As relações de produção são as relações que os homens estabelecem entre si e com a natureza no processo produtivo. De um modo geral, elas são determinadas pela forma de propriedade dos meios de produção. Por exemplo, no modo de produção primitivo a propriedade dos meios de produção era coletiva, o que permitia que todos participassem da produção e do consumo dos bens necessários à comunidade. Nesse tipo de sociedade predominavam relações sociais mais igualitárias, de cooperação e ajuda mútua. Por outro lado, em um modo de produção em que os meios de produção são de propriedade privada ou particular e no qual os seus proprietários se apropriam do trabalho dos não proprietários, as relações sociais predominantes são de conflito e antagonismo.
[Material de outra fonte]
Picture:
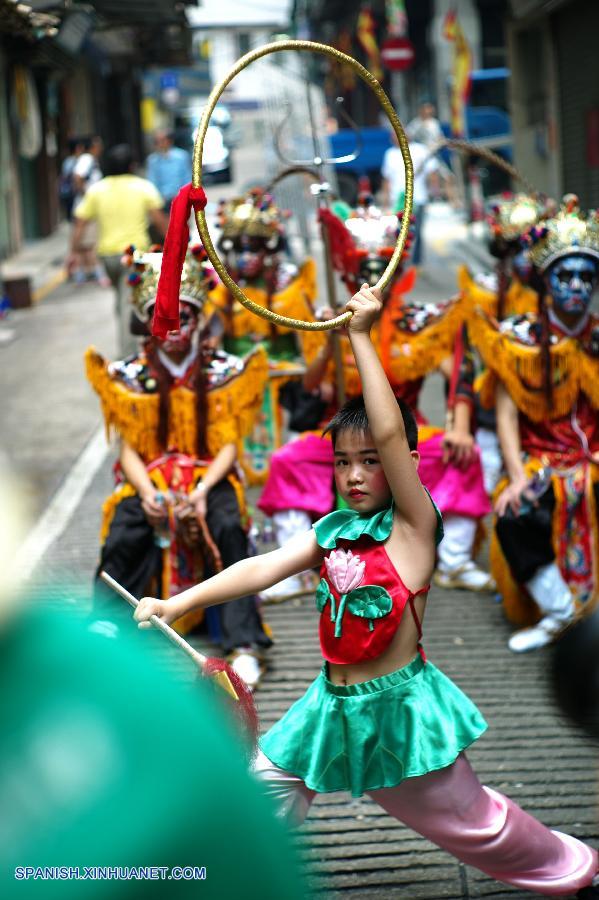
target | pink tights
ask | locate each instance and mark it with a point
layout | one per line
(479, 826)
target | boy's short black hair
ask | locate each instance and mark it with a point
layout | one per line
(352, 416)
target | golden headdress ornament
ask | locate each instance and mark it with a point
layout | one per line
(514, 214)
(197, 280)
(567, 233)
(254, 215)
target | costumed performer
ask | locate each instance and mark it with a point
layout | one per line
(504, 292)
(543, 376)
(180, 409)
(380, 719)
(254, 247)
(415, 340)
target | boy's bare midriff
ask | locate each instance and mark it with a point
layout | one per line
(401, 651)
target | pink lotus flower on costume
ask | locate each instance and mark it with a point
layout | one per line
(345, 570)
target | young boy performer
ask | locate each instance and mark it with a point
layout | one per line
(380, 719)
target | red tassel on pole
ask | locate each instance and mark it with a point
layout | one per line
(166, 309)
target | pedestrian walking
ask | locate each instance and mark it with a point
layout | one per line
(66, 184)
(122, 205)
(380, 719)
(169, 167)
(425, 128)
(394, 186)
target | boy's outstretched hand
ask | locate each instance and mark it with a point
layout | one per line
(150, 606)
(366, 307)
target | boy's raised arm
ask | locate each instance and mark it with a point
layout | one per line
(385, 420)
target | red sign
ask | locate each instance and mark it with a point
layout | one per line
(397, 53)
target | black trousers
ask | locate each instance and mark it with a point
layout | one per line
(526, 539)
(133, 559)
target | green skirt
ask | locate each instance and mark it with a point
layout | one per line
(371, 735)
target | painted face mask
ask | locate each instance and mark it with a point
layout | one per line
(249, 264)
(571, 282)
(180, 341)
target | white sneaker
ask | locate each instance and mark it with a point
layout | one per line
(247, 665)
(467, 577)
(537, 636)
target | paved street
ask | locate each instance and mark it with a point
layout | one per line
(51, 417)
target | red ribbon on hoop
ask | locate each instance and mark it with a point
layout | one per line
(166, 308)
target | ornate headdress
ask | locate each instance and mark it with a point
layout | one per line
(568, 232)
(197, 280)
(254, 215)
(514, 214)
(372, 241)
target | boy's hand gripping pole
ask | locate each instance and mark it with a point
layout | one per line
(221, 678)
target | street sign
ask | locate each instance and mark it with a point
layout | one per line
(397, 53)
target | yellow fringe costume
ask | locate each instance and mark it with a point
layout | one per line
(519, 299)
(517, 363)
(232, 406)
(409, 349)
(294, 301)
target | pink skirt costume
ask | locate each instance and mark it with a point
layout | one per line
(400, 737)
(300, 477)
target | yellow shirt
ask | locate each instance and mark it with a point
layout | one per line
(120, 205)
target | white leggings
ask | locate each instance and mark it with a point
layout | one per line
(477, 825)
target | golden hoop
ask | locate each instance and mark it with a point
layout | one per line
(370, 80)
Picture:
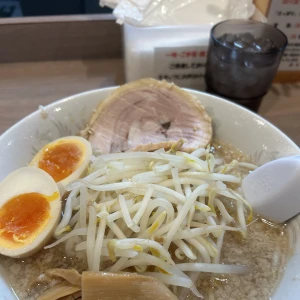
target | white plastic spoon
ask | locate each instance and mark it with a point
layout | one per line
(273, 189)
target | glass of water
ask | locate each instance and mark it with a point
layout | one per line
(243, 59)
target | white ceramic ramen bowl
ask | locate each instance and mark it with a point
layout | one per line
(232, 124)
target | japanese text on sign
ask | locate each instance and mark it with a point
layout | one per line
(285, 15)
(184, 66)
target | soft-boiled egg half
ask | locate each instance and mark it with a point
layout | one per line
(30, 208)
(65, 159)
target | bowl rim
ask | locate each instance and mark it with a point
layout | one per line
(193, 91)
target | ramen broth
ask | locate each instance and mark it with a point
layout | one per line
(264, 250)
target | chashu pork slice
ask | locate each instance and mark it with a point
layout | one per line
(146, 115)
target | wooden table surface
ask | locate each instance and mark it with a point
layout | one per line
(25, 86)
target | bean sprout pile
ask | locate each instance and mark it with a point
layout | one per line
(160, 213)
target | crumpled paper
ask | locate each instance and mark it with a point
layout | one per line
(146, 13)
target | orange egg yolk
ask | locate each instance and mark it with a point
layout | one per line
(23, 215)
(61, 160)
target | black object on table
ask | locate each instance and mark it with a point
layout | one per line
(243, 58)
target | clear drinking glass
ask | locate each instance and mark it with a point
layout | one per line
(243, 59)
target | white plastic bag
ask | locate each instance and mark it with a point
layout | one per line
(146, 13)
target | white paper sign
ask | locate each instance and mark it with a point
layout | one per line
(185, 66)
(285, 15)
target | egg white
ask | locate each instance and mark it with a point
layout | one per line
(81, 168)
(31, 180)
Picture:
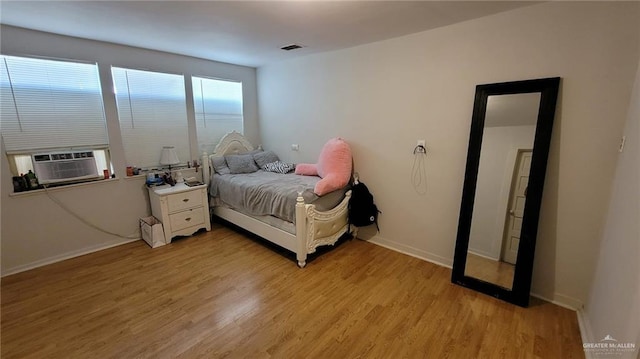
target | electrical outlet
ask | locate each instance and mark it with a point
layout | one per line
(621, 147)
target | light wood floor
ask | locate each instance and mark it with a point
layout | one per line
(497, 272)
(220, 294)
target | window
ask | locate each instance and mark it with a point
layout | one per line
(218, 110)
(152, 112)
(48, 106)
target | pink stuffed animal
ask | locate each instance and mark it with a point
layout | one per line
(334, 166)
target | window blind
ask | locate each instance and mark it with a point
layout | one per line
(152, 113)
(218, 110)
(47, 104)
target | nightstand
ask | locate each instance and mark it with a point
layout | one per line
(182, 209)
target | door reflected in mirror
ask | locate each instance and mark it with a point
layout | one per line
(503, 177)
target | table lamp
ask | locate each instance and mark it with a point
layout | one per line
(168, 156)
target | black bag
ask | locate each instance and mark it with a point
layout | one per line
(362, 210)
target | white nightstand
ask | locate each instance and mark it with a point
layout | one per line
(182, 209)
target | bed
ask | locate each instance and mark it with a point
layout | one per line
(292, 217)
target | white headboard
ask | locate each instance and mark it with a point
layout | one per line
(230, 144)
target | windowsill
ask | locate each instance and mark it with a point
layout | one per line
(62, 188)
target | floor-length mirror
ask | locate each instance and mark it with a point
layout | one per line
(506, 163)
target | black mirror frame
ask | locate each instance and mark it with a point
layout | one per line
(548, 88)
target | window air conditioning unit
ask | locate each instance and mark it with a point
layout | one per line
(65, 166)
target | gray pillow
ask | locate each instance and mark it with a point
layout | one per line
(262, 158)
(220, 165)
(241, 163)
(279, 167)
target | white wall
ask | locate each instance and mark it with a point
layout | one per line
(35, 230)
(613, 305)
(495, 174)
(384, 96)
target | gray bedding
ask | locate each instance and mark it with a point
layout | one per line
(264, 193)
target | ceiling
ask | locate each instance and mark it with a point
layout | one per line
(247, 33)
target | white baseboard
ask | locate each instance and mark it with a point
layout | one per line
(558, 299)
(65, 256)
(411, 251)
(585, 331)
(561, 300)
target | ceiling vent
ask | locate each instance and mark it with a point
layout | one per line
(291, 47)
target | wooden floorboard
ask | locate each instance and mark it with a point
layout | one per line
(222, 294)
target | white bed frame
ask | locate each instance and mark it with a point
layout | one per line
(313, 228)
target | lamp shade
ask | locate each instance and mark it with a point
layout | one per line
(169, 156)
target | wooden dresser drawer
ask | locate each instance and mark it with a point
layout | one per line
(184, 200)
(187, 218)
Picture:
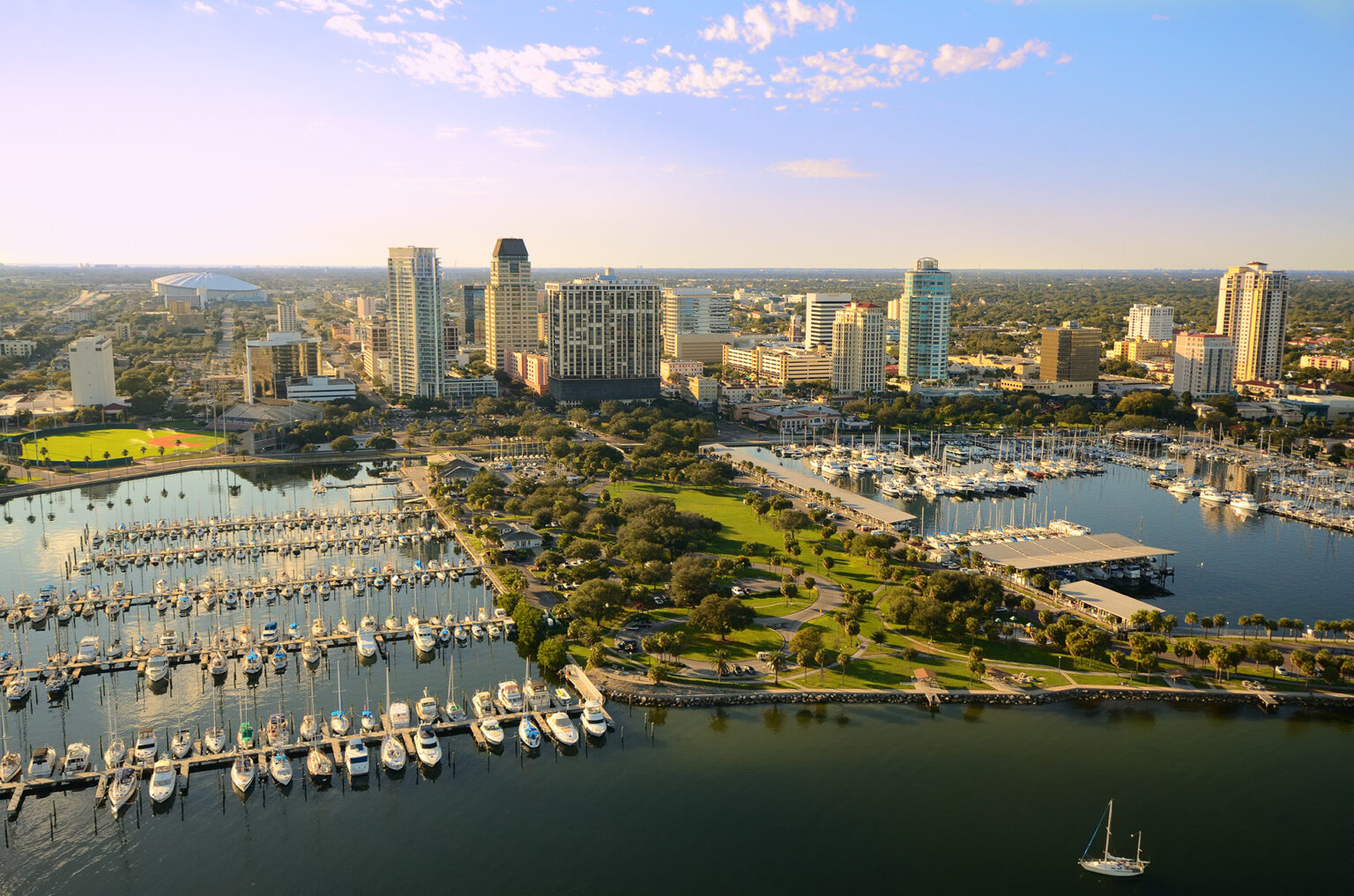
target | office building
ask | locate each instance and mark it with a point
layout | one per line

Tem-se, nesse caso, uma sociedade de classes: a dos proprietários e a dos não proprietários dos meios de
produção. Pode-se dizer, portanto, que a origem da sociedade de classes , ou da desigualdade social, está na propriedade privada dos meios de produção. A seguir vamos examinar um pouco mais perto o modo de produção capitalista, à luz das análises que dele foram feitas por Karl Marx.
2. O modo de produção capitalista e suas classes fundamentais.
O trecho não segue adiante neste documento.